The theory of Markov decision processes focuses on controlled Markov chains in discrete time. The authors establish the theory for general state and action spaces and at the same time show its application by means of numerous examples, mostly taken from the fields of finance and operations research. By using a structural approach many technicalities (concerning measure theory) are avoided.

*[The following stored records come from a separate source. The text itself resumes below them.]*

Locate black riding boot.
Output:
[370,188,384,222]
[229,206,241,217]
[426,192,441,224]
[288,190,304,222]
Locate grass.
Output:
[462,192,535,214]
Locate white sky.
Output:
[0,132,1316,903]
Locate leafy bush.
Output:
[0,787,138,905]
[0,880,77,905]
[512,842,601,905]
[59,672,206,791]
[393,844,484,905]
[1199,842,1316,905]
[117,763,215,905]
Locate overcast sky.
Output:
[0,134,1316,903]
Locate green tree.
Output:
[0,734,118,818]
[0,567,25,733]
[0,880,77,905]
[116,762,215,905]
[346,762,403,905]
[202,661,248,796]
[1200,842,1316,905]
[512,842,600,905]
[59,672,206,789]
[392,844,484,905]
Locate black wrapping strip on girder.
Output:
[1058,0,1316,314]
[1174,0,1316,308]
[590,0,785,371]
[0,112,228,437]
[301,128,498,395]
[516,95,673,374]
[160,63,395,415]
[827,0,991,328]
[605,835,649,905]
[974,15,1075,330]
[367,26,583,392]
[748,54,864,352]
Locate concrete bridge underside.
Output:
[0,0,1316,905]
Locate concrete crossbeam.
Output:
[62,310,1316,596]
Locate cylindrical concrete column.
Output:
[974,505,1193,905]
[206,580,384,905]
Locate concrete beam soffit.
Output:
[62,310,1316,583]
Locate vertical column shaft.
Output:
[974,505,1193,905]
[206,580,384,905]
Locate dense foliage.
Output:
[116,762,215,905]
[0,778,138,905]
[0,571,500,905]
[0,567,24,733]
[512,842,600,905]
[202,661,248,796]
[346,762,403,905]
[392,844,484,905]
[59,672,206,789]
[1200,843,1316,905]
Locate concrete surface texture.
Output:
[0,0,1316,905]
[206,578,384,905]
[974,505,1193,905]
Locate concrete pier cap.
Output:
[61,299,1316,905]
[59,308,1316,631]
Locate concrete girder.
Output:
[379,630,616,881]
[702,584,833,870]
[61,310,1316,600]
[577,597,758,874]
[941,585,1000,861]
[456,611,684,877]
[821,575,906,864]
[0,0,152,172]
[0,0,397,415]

They cover problems with finite and infinite horizons, as well as partially observable Markov decision processes, piecewise deterministic Markov decision

Simulation-based Algorithms for Markov Decision Processes

Simulation-based Algorithms for Markov Decision Processes
  • Author : Hyeong Soo Chang,Michael C. Fu,Jiaqiao Hu,Steven I. Marcus
  • Publisher : Springer Science & Business Media
  • Release Date : 2007-05-01
  • ISBN : 9781846286902
DOWNLOAD BOOKSimulation-based Algorithms for Markov Decision Processes

Markov decision process (MDP) models are widely used for modeling sequential decision-making problems that arise in engineering, economics, computer science, and the social sciences. This book brings the state-of-the-art research together for the first time. It provides practical modeling methods for many real-world problems with high dimensionality or complexity which have not hitherto been treatable with Markov decision processes.

Continuous-Time Markov Decision Processes

Continuous-Time Markov Decision Processes
  • Author : Xianping Guo,Onésimo Hernández-Lerma
  • Publisher : Springer Science & Business Media
  • Release Date : 2009-09-18
  • ISBN : 9783642025471
DOWNLOAD BOOKContinuous-Time Markov Decision Processes

Continuous-time Markov decision processes (MDPs), also known as controlled Markov chains, are used for modeling decision-making problems that arise in operations research (for instance, inventory, manufacturing, and queueing systems), computer science, communications engineering, control of populations (such as fisheries and epidemics), and management science, among many other fields. This volume provides a unified, systematic, self-contained presentation of recent developments on the theory and applications of continuous-time MDPs. The MDPs in this volume include most of the cases that arise in

Examples in Markov Decision Processes

Examples in Markov Decision Processes
  • Author : A. B. Piunovskiy
  • Publisher : World Scientific
  • Release Date : 2013
  • ISBN : 9781848167933
DOWNLOAD BOOKExamples in Markov Decision Processes

This invaluable book provides approximately eighty examples illustrating the theory of controlled discrete-time Markov processes. Except for applications of the theory to real-life problems like stock exchange, queues, gambling, optimal search etc, the main attention is paid to counter-intuitive, unexpected properties of optimization problems. Such examples illustrate the importance of conditions imposed in the theorems on Markov Decision Processes. Many of the examples are based upon examples published earlier in journal articles or textbooks while several other examples are new.